Ok but what about if we ask model something that model doesn’t know?

Hallucinations

At this part Karpathy has very nice examples I very suggest to watch it and he explains well detailed. But for short summary;

Models are just trained for only predicting next tokens. They are not trained for responding like “I don’t know”. If we ask to model tell something about some imaginary person it will come up nonsense and wrong stuff. We are calling this as Hallucination. But newer models know what they know and what they won’t how they know?

Knowledge limitations

The answer is in the LLama3 paper. They are basically discovering edge of the knowledge by asking models some random questions. According to those outputs we can understand are the models are really knowing the stuff that we asked or not(Basically he is asking same questions over and over again and expecting to answer all of them correct).
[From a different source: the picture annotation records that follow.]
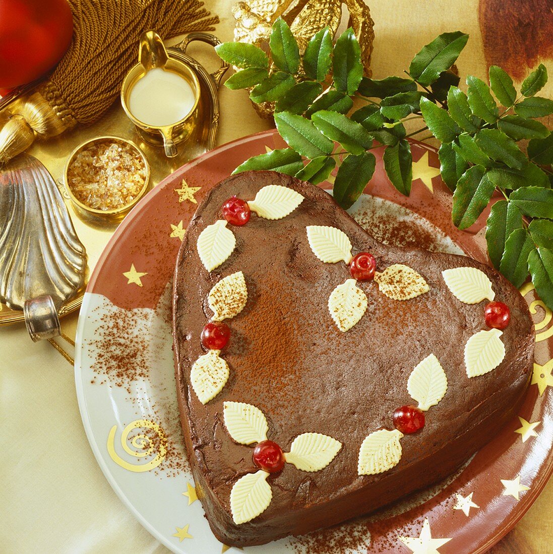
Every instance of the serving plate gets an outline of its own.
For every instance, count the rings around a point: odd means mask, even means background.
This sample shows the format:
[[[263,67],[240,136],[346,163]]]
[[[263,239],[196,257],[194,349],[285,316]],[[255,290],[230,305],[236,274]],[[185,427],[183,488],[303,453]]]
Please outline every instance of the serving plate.
[[[250,156],[283,146],[276,131],[266,131],[176,170],[118,228],[83,300],[75,376],[89,440],[115,492],[175,552],[229,550],[210,530],[184,454],[171,351],[175,260],[197,203],[210,189]],[[435,152],[414,141],[412,150],[410,197],[390,184],[377,150],[374,176],[349,211],[380,239],[486,261],[487,214],[466,231],[456,229]],[[255,554],[484,552],[512,529],[553,471],[552,315],[531,284],[521,292],[534,314],[536,345],[531,384],[519,417],[442,483],[371,516],[246,550]]]

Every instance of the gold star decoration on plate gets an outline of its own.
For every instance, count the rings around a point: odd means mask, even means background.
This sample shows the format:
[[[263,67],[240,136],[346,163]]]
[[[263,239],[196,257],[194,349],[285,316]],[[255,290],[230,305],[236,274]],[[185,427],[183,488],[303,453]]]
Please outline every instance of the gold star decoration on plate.
[[[182,542],[185,538],[192,538],[192,535],[188,532],[188,527],[189,526],[190,524],[187,524],[182,528],[179,527],[176,527],[176,532],[173,533],[173,536],[176,537],[179,539],[179,542]]]
[[[169,237],[171,238],[179,238],[181,240],[181,242],[182,242],[186,234],[186,229],[182,228],[182,219],[176,225],[173,225],[173,223],[171,224],[171,234],[169,235]]]
[[[192,204],[197,204],[197,201],[194,198],[194,194],[200,190],[200,187],[189,187],[188,184],[183,179],[181,183],[181,188],[175,188],[175,192],[179,195],[179,203],[184,202],[185,200],[190,200]]]
[[[513,496],[515,500],[518,500],[519,493],[524,490],[530,490],[529,486],[520,484],[520,475],[517,475],[515,479],[510,481],[507,479],[501,479],[501,481],[503,486],[505,487],[505,490],[501,493],[503,496]]]
[[[479,508],[478,504],[475,504],[473,502],[473,493],[471,493],[468,496],[463,496],[462,494],[456,494],[457,497],[457,504],[453,506],[454,510],[462,510],[467,517],[470,512],[471,508]]]
[[[420,179],[433,194],[434,187],[432,186],[432,179],[439,175],[440,168],[430,165],[428,150],[425,151],[419,160],[413,162],[413,180]]]
[[[515,433],[518,433],[520,435],[523,443],[525,443],[531,437],[537,437],[537,433],[534,429],[541,423],[541,421],[535,421],[533,423],[531,423],[520,416],[519,420],[522,427],[516,429]]]
[[[532,382],[530,384],[537,384],[540,396],[545,392],[547,387],[553,387],[553,358],[550,360],[545,365],[540,366],[534,363],[534,372],[532,374]]]
[[[428,517],[424,520],[418,537],[399,538],[413,554],[440,554],[438,549],[451,540],[451,538],[433,538]]]
[[[132,283],[134,283],[135,285],[138,285],[139,286],[142,286],[142,281],[140,280],[140,278],[144,277],[144,275],[147,275],[148,273],[137,271],[134,267],[134,264],[131,264],[130,269],[128,271],[124,271],[123,275],[128,280],[126,283],[128,285],[130,285]]]
[[[186,493],[183,493],[182,495],[188,497],[188,505],[190,506],[198,499],[198,495],[196,494],[195,487],[193,487],[190,483],[186,483],[186,488],[188,490]]]

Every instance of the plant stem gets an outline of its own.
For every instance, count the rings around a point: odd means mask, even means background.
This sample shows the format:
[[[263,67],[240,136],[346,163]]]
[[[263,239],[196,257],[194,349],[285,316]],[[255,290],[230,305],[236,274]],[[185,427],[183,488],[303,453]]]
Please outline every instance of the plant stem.
[[[428,129],[428,127],[423,127],[422,129],[419,129],[418,131],[414,131],[412,133],[409,133],[408,135],[406,135],[405,138],[407,138],[407,137],[412,137],[413,135],[418,135],[419,133],[422,132],[423,131],[426,131]],[[431,135],[431,136],[433,136],[434,135]]]

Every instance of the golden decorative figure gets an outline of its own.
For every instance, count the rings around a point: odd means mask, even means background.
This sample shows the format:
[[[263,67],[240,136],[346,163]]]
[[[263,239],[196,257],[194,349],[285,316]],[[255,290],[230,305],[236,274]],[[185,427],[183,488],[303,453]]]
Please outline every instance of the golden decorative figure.
[[[348,27],[353,29],[361,47],[361,60],[365,75],[371,75],[371,55],[373,50],[374,22],[368,7],[363,0],[250,0],[239,2],[232,8],[236,20],[234,39],[263,47],[268,42],[275,21],[282,17],[290,26],[303,52],[309,39],[317,31],[328,26],[336,35],[342,19],[342,6],[349,12]],[[254,104],[262,117],[272,115],[272,102]]]

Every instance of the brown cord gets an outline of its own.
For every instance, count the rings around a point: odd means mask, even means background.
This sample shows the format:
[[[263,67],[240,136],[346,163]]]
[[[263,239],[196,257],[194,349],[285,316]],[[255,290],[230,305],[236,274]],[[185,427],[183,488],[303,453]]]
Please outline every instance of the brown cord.
[[[67,127],[97,121],[119,94],[138,61],[140,35],[163,39],[211,30],[219,22],[199,0],[69,0],[73,39],[49,79],[39,88]]]

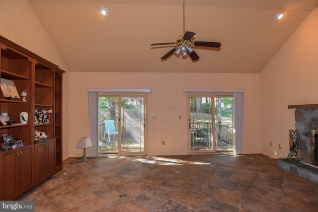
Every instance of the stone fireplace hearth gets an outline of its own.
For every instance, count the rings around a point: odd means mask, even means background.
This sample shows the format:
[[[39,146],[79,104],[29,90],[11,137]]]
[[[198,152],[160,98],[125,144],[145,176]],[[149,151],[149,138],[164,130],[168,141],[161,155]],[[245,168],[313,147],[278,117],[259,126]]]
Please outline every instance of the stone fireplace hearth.
[[[300,131],[299,146],[305,162],[317,164],[315,161],[315,145],[312,141],[313,133],[318,131],[318,105],[295,106],[295,121],[296,130]],[[290,108],[289,106],[289,108]]]
[[[315,153],[315,137],[318,139],[318,104],[289,105],[295,109],[296,129],[300,131],[299,147],[303,162],[295,158],[278,159],[278,166],[303,178],[318,183],[318,155]],[[286,132],[288,134],[288,132]],[[318,152],[316,149],[316,154]],[[286,155],[288,150],[286,150]],[[316,159],[315,159],[315,157]]]

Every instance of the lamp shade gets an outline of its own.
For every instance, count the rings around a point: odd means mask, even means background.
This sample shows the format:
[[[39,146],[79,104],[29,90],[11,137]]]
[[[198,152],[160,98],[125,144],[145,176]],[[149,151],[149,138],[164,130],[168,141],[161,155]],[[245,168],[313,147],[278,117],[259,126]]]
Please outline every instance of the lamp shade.
[[[92,146],[93,144],[90,141],[90,139],[88,137],[82,137],[80,139],[77,148],[86,148]]]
So they curated some questions like those and the just fine-tuned the model like how they did in Instruct the previous part.

We expecting to work because we know if model doesn’t know some neurons are firing up and fine tuning with that actually creates some kind of mapping of this output and those neurons.

He is also mentioning tool usages here for closing the Knowledge gap. For example searching might close the language gap. It also uses specific tokens like <SEARCH_START> or <SEARCH_END> like we mentioned earlier.

Models needs to think

This part is my favorite. He is giving bunch of useful hints that actually opens the mind and create new perspective.

Let’s look the 2 different outputs of this question.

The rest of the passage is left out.